Zwar waren schon früher große Fußballturniere von hübschen Appellen, die mehr Respekt und Toleranz Minderheiten gegenüber forderten, begleitet gewesen, nur wurde man bisher das Gefühl nicht los, dass es sich dabei um eine lästige Übung handelte. Das war bei der Euro 2021 anders. Das dem US-Football entliehene Niederknien vor dem Anpfiff, das gemeinhin als Geste des Protests gegen Rassismus verstanden wird, gehörte in den Stadien zuletzt ebenso zum guten Ton wie das Schwingen und Tragen der Regenbogenfahne für die Anliegen der LGBT-Bewegung. Ja selbst Großsponsor VW gestaltete seine Werbebanner über Nacht in bunte "Diversity"-Sujets um. Wer sich, so wie zum Beispiel die Uefa, weigerte, auf Zuruf linker Stadtpolitiker gleich ein ganzes Stadion in den Regenbogenfarben erstrahlen zu lassen, musste sich heftige Kritik anhören. (Bei den chinesischen Geldgebern, welche die Werbebanner der Stadien bei Großereignissen in Überzahl belegen, war man mit Blick auf die menschenrechtliche Lage in China interessanterweise weniger streng.)

Das bedeutet aber nicht, dass der Fußball diese Gesten nicht braucht.
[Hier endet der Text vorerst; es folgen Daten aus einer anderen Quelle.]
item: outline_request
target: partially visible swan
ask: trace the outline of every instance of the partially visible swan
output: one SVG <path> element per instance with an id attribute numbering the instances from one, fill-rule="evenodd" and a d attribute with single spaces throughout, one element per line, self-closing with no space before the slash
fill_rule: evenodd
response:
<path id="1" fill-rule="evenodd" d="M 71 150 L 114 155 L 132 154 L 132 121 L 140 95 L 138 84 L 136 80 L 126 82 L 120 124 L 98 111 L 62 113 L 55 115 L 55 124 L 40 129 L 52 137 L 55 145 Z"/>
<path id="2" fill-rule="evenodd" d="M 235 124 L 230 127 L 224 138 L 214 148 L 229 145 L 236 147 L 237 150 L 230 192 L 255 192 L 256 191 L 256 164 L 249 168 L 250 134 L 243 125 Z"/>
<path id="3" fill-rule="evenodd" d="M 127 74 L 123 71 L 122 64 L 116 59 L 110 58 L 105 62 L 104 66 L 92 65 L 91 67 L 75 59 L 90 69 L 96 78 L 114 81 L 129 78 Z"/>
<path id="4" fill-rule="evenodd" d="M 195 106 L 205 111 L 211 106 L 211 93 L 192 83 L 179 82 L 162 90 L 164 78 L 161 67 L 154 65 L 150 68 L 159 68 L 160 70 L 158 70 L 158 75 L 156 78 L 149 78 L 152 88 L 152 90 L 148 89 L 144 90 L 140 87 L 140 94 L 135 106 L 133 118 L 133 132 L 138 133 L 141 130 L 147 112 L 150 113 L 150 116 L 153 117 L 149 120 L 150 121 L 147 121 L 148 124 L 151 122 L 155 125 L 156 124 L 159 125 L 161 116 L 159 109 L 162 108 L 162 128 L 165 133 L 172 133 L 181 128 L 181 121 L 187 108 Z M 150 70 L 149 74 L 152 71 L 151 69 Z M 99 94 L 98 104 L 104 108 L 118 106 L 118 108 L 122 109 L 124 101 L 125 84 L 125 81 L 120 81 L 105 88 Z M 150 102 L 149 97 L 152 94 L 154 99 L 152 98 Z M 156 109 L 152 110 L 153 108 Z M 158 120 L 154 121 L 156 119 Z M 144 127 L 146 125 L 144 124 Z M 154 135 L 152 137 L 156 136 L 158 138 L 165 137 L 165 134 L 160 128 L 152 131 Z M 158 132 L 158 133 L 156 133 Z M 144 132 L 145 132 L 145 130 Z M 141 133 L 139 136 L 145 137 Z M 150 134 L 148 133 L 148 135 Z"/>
Denn dass Rassismus im 21. Jahrhundert nach wie vor ein Problem ist, hat nicht zuletzt wieder das Endspiel am Sonntag in Wembley gezeigt, als der (farbige) England-Spieler Bukayo Saka wegen seines verschossenen Elfmeters in den Sozialen Netzwerken rassistisch beleidigt wurde. Eines ist jedenfalls klar geworden: Fußball war und ist nie unpolitisch und jede Geste gegen Rassismus und Unterdrückung hilfreich. Ob diese Feststellung Schule machen und auch bei der kommenden WM in Katar gelten wird, ist freilich zu bezweifeln. Wenn doch, hätten die Historiker einiges zu analysieren.